Veri Merkezi İşletmeciliği Raporu’na göre verinin, günümüzün para birimi, veri merkezlerinin ise, verilerin “Merkez Bankası” haline geldiği görülüyor.

Telefon ile görüşme yapma, mesaj, resim ve video gönderme; çevrimiçi olarak şarkı dinleme, film ve dizi izleme, arabada konum belirleme cihazı kullanma gibi hayatımızın parçası olan her şeyi yaparken sürekli olarak veri üretiyoruz ya da veriye ihtiyaç duyuyoruz. Dünyada üretilen veri miktarının 2020 yılında, 2015 yılına göre 4 kat artması bekleniyor. Bu noktada, verilerin depolandığı, işlendiği ve gerekli yerlere iletiminin sağlandığı veri merkezleri de giderek önem kazanıyor. Verinin, günümüzün para birimi, veri merkezlerinin ise,  verilerin “Merkez Bankası” haline geldiği görülüyor.

Ülkemizin veri merkezi hizmetlerinde gösterdiği büyüme dünya ortalamasının üstünde olmakla birlikte, hizmetin üretimi ve satışında işletmecilerin yaşadığı dezavantajlar, gelecek için beklenen ekonomik büyüme ve istihdam artışını tehdit ediyor ve önemli güvenlik riskleri yaratıyor.

Veri Merkezi Raporu’nda öne çıkanlar;

Türkiye olarak Büyük Verinin ne kadarını üretebileceğiz?
Türkiye olarak Büyük Verinin ne kadarını barındırabileceğiz?
Dünyada oluşacak Büyük Veri trafiğinin ne kadarını Türkiye’den geçirebileceğiz?
Bu üç sorunun cevabının da ülkemiz adına istenen yönde olabilmesi için, ihtiyaç duyulan adımların bir an önce planlanması gerekiyor. TELKODER raporu bu adımları şöyle özetliyor:

-Veri Merkezlerimizin, dünya standartlarında hizmetler verebilmesi, yaşamakta oldukları ve onlar ile doğrudan ilişkilendirilemeyecek hukuka aykırılıkların önlenebilmesi için, “Veri Merkezi İşletmecisi” tanımı 5651 sayılı kanunda en kısa sürede yerini almalıdır.

-Tüm erişim sağlayıcıların katılımının zorunlu olacağı birden fazla İnternet Değişim Noktasının kurulması bir an önce gerçekleştirilmelidir.

-Veri merkezi işletmecilerinin sundukları hizmetler, diğer ülkelerden rahatlıkla satın alınabilmektedir.
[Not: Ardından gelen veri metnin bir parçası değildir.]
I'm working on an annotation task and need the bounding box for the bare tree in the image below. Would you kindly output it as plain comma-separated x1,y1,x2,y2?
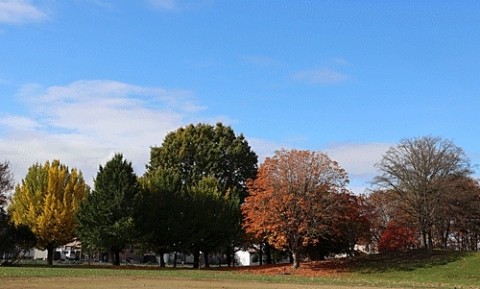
375,136,472,250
Yurt içi ve yurt dışı rekabet sıkıntıları, Türkiye veri merkezi hizmetlerinin yurt dışına gitmesi sonucunu doğurmaktadır. Haksız rekabet yaratan bu hizmetlerden alınan yüksek vergiler kaldırılmalıdır.

-Türkiye’nin sahip olduğu fiber altyapının artması gerekmektedir. Ülkemizde veri merkezlerine fiber hizmet sunan işletmeci sayısı en fazla 3-4’le sınırlı kalmaktadır. Bu rakam Avrupa’da yaklaşık 35, komşumuz Bulgaristan’ın başkenti Sofya’da ise 50’dir. Hizmetin devamlılığı ve kalitesi açısından farklı fiber hatların sayısının artması gerekmektedir. Fiber altyapının yaygınlaşması ile veri merkezlerine bağlanan ve internet altyapısı sunan işletmecilerin sayısında artış sağlanacaktır.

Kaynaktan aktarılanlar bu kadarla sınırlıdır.